Question

The reaction of ethanol with conc. ${{\text{H}}_{2}}\text{S}{{\text{O}}_{4}}$gives:
A. ethane
B. ethene
C. ethyne
D. ethanoic acid

Answer 1

The reaction between ethanol and conc. ${{\text{H}}_{2}}\text{S}{{\text{O}}_{4}}$ is a dehydration reaction. Dehydration means removal of water molecules to form alkenes. As concentrated ${{\text{H}}_{2}}\text{S}{{\text{O}}_{4}}$ is a dehydrating agent. Ethanol has two carbon atoms and an alcohol group and rest vacancies are filled by hydrogen atoms.

Complete answer:
Let us form the product of this reaction using the mechanism:
Step (1)- Attack of ${{\text{H}}^{+}}$ ion on the lone pair of oxygen atom, as the ${{\text{H}}^{+}}$ ion is electron deficient and lone pairs are electron rich. The ${{\text{H}}^{+}}$ ion is formed from dissociation of sulphuric acid into its respective ions $\left( \text{2}{{\text{H}}^{+}}+\text{SO}_{4}^{2-} \right)$. This attack on lone pairs leads to formation of protonated alcohol.

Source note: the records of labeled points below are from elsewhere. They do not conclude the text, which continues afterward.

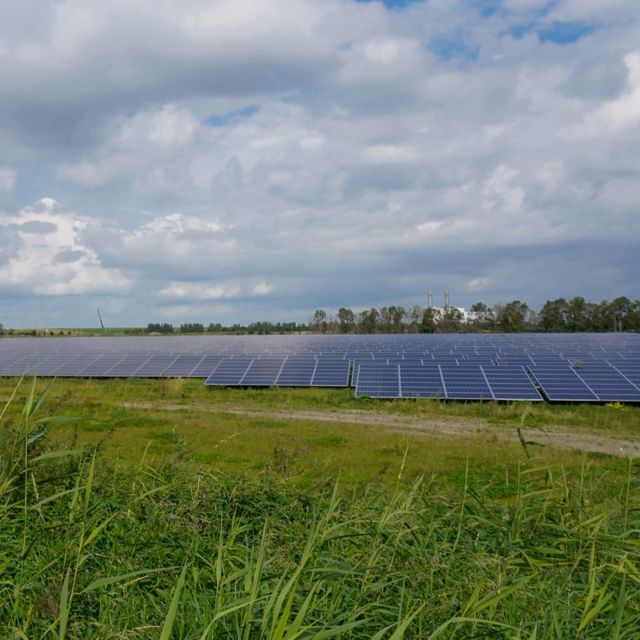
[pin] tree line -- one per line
(559, 315)
(258, 328)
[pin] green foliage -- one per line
(158, 551)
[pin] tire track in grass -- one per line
(575, 439)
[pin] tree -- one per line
(578, 315)
(481, 316)
(553, 316)
(430, 317)
(451, 320)
(368, 321)
(397, 315)
(319, 321)
(346, 320)
(512, 317)
(620, 309)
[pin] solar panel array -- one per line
(532, 367)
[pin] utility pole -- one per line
(100, 318)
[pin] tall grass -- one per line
(88, 551)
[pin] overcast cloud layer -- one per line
(214, 160)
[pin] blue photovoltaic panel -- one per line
(230, 372)
(421, 381)
(465, 383)
(297, 371)
(630, 370)
(561, 383)
(206, 366)
(48, 364)
(99, 367)
(511, 383)
(595, 367)
(76, 365)
(378, 380)
(183, 366)
(155, 367)
(331, 372)
(126, 367)
(262, 372)
(607, 383)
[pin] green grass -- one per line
(179, 549)
(184, 420)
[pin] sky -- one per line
(242, 160)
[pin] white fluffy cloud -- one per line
(248, 159)
(46, 256)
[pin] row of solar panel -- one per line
(289, 371)
(601, 382)
(445, 382)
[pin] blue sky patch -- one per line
(448, 47)
(232, 116)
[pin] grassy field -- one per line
(162, 509)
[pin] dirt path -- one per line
(573, 438)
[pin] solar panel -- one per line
(592, 367)
(229, 372)
(465, 383)
(74, 366)
(263, 372)
(378, 380)
(99, 367)
(206, 366)
(607, 383)
(297, 371)
(511, 383)
(184, 365)
(155, 367)
(421, 381)
(561, 383)
(331, 372)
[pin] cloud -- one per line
(245, 159)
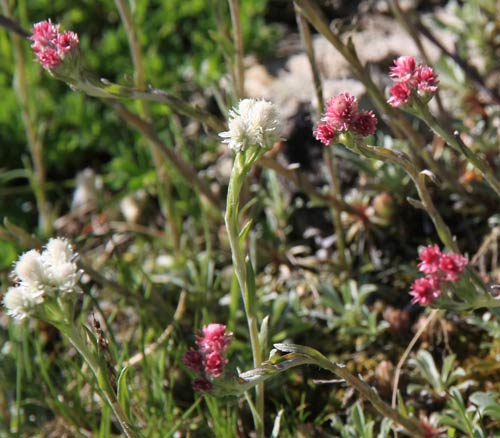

Step (2)- Removal of water occurs from the protonated alcohol to form carbocation. This is a slow step or rate-determining step. The rate of any reaction is determined by the slowest step.

Step (3)- Formation of alkene or ethene takes place by the elimination of ${{\text{H}}^{+}}$ion from the carbocation. The ${{\text{H}}^{+}}$ion is a catalyst of this reaction as it remains unutilized.

The correct answer to this question is ethene is formed as a product on reaction between ethanol and conc. ${{\text{H}}_{2}}\text{S}{{\text{O}}_{4}}$ So, the correct answer is “Option B”.

Additional Information:
Secondary and tertiary alcohols dehydrate under mild conditions only because after protonation, the carbocation formed is highly stable due to hyperconjugation. Thus, the relative ease of dehydration of alcohols is $\text{Tertiary}>\text{Secondary}>\text{Primary}$.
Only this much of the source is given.